13 Güneşin altında acı bir kötülük gördüm: Sahibinin zararına biriktirilen Ve bir talihsizlikle yok olup giden servet. Böyle bir servet sahibi baba olsa bile, Oğluna bir şey bırakamaz.
مصیبت دیگری در زیر آسمان دیده‌ام: شخصی که برای آینده ثروت جمع می‌کند،
ولی در اثر حادثهٔ بدی ثروتش بر باد می‌رود و چیزی برای فرزندانش باقی نمی‌ماند.
15 Annesinin rahminden çıplak çıkar insan. Dünyaya nasıl geldiyse öyle gider, Emeğinden hiçbir şey götürmez elinde.
برهنه به دنیا می‌آید و برهنه از دنیا می‌رود و از دسترنج خود چیزی با خود نمی‌برد.
16 Dünyaya nasıl geldiyse öyle gider insan. Bu da acı bir kötülüktür. Ne kazancı var yel için zahmet çekmekten?
چه مصیبتی! انسان می‌آید و می‌رود و نفعی نمی‌برد، زیرا زحماتش مانند دویدن به دنبال باد است.
17 Ömrü boyunca büyük üzüntü, hastalık, öfke içinde Karanlıkta yiyor.
او تمام عمر را در تاریکی و نومیدی و درد و خشم می‌گذراند.
18 Gördüm ki, iyi ve güzel olan şu: Tanrı'nın insana verdiği birkaç günlük ömür boyunca yemek, içmek, güneşin altında harcadığı emekten zevk almak. Çünkü insanın payına düşen budur.
من این را فهمیدم که بهترین چیزی که انسان در تمام زندگی می‌تواند انجام دهد این است که بخورد و بنوشد و از دسترنجی که در زیر آسمان حاصل نموده، لذت ببرد، زیرا نصیبش همین است.
19 Üstelik Tanrı bir insana mal mülk veriyor, onu yemesi, ödülünü alması, yaptığı işten mutluluk duyması için ona güç veriyorsa, bu bir Tanrı armağanıdır.

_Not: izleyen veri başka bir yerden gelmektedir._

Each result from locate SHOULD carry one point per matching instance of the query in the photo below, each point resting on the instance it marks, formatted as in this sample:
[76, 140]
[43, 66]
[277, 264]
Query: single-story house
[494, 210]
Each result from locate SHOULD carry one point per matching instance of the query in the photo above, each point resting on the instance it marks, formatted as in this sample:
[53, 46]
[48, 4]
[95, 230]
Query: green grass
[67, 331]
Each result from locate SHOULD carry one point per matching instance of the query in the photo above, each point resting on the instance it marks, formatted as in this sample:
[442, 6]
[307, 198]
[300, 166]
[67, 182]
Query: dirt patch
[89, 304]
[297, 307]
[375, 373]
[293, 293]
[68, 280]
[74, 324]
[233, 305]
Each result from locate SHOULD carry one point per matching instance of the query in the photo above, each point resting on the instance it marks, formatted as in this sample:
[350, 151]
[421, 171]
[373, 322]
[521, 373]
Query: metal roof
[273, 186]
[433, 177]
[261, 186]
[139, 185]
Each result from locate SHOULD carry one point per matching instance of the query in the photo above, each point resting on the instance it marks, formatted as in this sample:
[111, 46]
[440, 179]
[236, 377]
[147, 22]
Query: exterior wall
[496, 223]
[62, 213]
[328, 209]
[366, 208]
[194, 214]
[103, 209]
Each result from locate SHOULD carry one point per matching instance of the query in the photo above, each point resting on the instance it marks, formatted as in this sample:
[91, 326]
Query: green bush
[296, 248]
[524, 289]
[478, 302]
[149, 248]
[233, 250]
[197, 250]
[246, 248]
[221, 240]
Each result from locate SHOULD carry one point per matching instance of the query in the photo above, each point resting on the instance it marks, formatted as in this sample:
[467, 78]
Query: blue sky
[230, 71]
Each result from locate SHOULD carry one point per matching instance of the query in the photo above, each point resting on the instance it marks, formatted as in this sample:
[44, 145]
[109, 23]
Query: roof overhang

اگر خداوند به کسی مال و ثروت بدهد و توانایی عطا کند تا از آن استفاده نماید، او باید این بخشش خدا را که نصیبش شده بپذیرد و از کار خود لذت ببرد.
20 Bu yüzden insan, geçen ömrünü pek düşünmez. Çünkü Tanrı onun yüreğini mutlulukla meşgul eder.
چنین شخصی در مورد کوتاه بودن عمر غصه نخواهد خورد، زیرا خداوند دل او را از شادی پر کرده است.